If you need someone else to tell you if you know what you are doing you are already out of touch.
That is just naive.
Oh great, another Cisco person who can't read. From the rest of my paragraph:
As far as where you rank relative to your peers, that's determined politically well above your manager and if at least one of you and your manager aren't in the in group you aren't going anywhere except possibly out the door, often with your team and manager who will be as surprised as you.
It's not a matter of two equal people where only one is getting the managers slippers. It's people close to their own management making bad decisions that cost the company tens of millions of dollars a pop while doing nothing to offset that during their career and getting promotions while the fixers pulled in for weeks to turn around programs which floundered for years get crapped on for embarrassing the truly incompetent in both engineering and management.

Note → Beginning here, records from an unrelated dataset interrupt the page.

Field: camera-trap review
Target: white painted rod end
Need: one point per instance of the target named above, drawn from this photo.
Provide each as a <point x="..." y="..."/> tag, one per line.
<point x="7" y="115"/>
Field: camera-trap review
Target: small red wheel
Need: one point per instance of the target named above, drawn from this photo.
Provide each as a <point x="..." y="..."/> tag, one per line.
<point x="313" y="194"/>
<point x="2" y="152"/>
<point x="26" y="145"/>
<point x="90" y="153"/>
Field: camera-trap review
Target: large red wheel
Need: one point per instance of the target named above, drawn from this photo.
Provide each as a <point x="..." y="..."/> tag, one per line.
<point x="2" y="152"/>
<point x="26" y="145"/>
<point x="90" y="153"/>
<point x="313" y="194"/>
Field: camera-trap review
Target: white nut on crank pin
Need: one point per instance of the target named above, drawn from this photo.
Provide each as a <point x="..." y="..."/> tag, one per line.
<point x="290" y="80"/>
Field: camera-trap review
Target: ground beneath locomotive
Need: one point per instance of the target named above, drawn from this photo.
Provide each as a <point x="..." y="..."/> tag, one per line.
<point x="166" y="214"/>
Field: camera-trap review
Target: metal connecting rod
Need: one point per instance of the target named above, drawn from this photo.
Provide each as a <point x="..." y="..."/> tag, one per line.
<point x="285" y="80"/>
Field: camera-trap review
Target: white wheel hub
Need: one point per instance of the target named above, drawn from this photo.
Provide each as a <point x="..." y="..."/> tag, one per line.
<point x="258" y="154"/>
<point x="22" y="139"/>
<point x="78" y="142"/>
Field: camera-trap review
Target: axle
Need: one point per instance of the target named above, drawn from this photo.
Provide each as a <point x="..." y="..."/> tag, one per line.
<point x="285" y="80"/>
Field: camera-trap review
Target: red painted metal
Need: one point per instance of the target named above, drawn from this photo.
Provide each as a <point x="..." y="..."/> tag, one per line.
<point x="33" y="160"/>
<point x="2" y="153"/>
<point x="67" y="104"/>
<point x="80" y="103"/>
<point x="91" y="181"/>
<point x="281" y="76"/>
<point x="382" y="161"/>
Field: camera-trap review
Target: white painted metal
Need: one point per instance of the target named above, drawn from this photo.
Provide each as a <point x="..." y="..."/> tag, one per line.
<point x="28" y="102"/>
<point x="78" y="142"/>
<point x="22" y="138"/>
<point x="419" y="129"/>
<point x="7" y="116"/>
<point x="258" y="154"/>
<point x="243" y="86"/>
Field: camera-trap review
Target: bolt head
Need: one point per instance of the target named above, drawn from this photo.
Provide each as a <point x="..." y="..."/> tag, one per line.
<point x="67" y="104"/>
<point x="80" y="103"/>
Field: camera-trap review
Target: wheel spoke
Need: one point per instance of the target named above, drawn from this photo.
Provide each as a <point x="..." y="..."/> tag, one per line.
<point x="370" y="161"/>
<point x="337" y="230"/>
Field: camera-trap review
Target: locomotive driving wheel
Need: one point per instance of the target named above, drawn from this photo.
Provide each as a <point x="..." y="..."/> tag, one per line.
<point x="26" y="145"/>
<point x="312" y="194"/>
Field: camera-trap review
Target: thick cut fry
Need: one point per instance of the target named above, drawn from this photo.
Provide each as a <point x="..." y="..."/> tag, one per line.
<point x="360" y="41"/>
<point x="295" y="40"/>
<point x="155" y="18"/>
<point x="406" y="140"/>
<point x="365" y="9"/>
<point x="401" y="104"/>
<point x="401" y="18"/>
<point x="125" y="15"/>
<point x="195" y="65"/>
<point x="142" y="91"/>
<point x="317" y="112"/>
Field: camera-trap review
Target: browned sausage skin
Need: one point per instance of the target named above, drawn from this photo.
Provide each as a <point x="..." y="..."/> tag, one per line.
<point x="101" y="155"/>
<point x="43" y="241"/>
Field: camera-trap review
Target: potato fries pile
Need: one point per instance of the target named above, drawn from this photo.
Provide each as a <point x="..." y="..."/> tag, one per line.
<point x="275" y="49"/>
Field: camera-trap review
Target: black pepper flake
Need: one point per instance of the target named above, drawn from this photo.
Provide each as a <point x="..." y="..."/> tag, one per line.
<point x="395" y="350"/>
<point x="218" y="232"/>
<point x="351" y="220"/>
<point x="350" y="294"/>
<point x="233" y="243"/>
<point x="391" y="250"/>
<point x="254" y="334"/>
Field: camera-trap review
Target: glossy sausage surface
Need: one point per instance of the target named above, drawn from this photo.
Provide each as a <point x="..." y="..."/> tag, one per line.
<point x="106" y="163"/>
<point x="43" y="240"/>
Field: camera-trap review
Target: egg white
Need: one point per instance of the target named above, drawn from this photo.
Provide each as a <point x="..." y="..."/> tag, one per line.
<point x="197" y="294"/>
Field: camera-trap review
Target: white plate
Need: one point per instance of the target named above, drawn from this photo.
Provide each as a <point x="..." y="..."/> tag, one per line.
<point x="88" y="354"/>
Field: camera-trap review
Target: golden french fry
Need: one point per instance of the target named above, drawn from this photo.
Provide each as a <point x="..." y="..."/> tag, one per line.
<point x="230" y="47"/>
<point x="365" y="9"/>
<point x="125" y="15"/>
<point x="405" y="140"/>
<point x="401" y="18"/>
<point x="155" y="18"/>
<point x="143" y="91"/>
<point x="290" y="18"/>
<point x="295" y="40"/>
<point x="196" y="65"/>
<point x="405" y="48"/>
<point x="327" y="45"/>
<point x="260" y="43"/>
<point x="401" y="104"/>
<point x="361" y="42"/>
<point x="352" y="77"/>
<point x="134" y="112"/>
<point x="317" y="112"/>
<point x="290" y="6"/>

I've talked with a lot of managers who have had great people under them tossed by people above them and were completely blindsided, and in some of those cases the manager was also tossed without any indication they were on the chopping block. Competent management all the way up the chain would have intervened far earlier than the one year mark to either get people up to snuff or move them along before wasting a year of loaded labor plus all the work required to fix the damage caused by the problem children but the problem children are now in control. By definition this means they continue to lay off the wrong people and it's not going to get better.
tl;dr: your manager is statistically likely to be less aware of what's going on politically and technically than you and it's up to you to be aware of your own value and that you can be tossed at any time.
What follows: continue growing your skills on your own time and be ready to jump either by force or choice to a better opportunity.